Suffering from heartburn? Try these food tips for welcome relief
Heartburn, that painful burning sensation in the throat or chest that normally occurs after eating. Either you have experienced it, or you know someone who regularly complains of it.
Symptoms include pain or difficulty when swallowing, and a persistent sore throat. Bad breath or regurgitating food or fluids (causing an unpleasant sour taste in the mouth) can also be the result of heartburn.
But what exactly causes it?
Heartburn is a symptom of acid reflux, a condition that causes stomach acid to escape into the oesophagus. Under normal conditions, stomach acid can’t escape into the oesophagus because of a ring-like muscle, called the lower oesophageal sphincter, which naturally stays closed and normally opens when you swallow.

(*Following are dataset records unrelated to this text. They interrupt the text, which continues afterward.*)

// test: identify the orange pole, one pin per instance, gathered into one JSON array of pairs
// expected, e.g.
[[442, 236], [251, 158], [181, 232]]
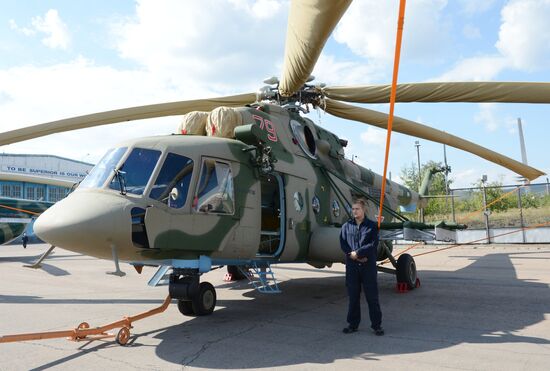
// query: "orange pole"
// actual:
[[400, 22]]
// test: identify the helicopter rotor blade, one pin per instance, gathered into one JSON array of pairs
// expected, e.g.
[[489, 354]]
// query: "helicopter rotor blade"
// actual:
[[412, 128], [310, 23], [504, 92], [123, 115]]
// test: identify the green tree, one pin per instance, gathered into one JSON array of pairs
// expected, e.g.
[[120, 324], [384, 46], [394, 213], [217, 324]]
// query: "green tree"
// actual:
[[409, 175], [411, 179]]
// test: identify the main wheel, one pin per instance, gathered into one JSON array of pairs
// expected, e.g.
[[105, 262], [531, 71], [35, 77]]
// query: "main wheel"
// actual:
[[406, 271], [123, 336], [205, 302], [235, 272], [185, 307]]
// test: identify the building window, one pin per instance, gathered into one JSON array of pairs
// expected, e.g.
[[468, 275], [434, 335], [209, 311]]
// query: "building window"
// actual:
[[40, 193], [57, 193], [12, 190]]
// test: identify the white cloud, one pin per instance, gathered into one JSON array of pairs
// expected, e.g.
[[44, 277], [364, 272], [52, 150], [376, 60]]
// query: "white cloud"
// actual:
[[56, 31], [332, 71], [523, 44], [374, 137], [524, 36], [24, 30], [471, 32], [239, 43], [368, 28], [487, 116], [481, 68], [472, 7], [43, 94]]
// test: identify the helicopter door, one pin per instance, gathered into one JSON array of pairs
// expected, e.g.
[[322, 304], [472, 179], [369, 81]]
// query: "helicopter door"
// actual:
[[272, 235]]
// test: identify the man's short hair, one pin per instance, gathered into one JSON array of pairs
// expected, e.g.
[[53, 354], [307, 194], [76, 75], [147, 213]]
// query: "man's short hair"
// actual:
[[360, 201]]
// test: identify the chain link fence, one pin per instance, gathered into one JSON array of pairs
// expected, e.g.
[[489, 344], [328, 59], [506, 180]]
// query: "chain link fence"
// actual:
[[490, 207]]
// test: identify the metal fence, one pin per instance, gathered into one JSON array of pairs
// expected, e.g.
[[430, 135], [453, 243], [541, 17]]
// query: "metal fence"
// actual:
[[489, 207]]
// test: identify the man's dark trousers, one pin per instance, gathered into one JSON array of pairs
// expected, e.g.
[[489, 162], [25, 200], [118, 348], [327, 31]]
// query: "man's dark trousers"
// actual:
[[365, 275]]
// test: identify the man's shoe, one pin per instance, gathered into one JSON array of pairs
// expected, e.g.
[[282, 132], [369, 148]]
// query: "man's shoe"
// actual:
[[349, 330], [379, 331]]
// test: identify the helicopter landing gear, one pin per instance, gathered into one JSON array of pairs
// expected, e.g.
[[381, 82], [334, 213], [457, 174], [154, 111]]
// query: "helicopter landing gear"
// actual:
[[405, 270], [406, 273], [234, 273], [194, 298]]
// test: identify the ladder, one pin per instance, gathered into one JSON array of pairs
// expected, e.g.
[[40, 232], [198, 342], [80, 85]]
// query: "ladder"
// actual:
[[262, 277]]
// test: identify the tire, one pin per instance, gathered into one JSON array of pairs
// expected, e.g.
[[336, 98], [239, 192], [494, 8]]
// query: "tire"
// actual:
[[406, 271], [185, 307], [205, 302], [235, 272], [123, 336]]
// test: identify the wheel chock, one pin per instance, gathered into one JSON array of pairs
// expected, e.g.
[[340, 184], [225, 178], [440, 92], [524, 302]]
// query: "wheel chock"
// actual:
[[402, 287]]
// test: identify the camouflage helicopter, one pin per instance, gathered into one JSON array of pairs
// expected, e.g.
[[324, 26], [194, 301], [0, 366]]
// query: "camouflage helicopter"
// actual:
[[265, 186]]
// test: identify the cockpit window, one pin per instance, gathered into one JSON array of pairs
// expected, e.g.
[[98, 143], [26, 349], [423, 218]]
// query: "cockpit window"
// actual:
[[136, 171], [172, 183], [215, 188], [103, 169]]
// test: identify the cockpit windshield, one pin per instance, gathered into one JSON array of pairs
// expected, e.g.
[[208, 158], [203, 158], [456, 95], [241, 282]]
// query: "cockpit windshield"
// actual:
[[103, 169], [136, 171], [172, 184]]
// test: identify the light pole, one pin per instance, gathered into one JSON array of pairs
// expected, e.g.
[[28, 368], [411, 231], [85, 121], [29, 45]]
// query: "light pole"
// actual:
[[486, 211], [417, 145]]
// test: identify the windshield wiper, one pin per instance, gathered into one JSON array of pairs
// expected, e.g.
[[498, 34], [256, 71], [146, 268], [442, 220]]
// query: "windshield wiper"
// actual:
[[120, 176]]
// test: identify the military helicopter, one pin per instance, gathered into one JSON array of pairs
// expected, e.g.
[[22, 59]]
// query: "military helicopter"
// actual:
[[17, 213], [265, 186]]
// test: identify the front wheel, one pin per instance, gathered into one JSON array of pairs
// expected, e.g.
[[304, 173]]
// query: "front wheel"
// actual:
[[406, 271], [185, 307], [205, 301]]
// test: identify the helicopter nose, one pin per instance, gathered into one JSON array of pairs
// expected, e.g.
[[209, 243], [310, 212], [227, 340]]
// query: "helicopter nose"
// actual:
[[86, 221]]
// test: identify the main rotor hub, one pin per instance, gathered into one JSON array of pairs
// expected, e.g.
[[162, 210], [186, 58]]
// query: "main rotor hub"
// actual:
[[309, 94]]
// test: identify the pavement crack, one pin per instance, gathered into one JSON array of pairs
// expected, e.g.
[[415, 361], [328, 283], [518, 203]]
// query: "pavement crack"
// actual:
[[193, 357]]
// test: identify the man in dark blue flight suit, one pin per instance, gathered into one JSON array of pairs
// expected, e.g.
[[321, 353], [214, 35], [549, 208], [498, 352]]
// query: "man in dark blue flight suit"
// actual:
[[359, 241]]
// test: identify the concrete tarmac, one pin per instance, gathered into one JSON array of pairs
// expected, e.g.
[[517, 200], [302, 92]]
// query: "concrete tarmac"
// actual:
[[479, 308]]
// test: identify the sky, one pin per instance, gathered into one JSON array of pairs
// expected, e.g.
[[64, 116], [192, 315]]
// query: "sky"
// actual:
[[63, 58]]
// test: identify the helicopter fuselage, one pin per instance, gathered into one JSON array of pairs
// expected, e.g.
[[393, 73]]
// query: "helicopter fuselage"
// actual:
[[265, 195]]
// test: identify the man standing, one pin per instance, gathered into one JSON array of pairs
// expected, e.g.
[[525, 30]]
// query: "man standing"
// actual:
[[359, 241]]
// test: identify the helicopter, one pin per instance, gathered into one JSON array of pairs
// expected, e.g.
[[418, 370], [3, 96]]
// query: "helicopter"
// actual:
[[16, 214], [265, 186]]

This muscle is weaker in people with acid reflux, which is why they experience heartburn.
Although some people experience symptoms of acid reflux regardless of what they eat, others only get it after eating certain foods.
“Your diet plays an important role in heartburn as some foods can weaken the lower oesophageal sphincter, allowing food to escape into the oesophagus and cause heartburn,” says pharmacist Gert Coetzee, who developed The Diet Everyone Talks About.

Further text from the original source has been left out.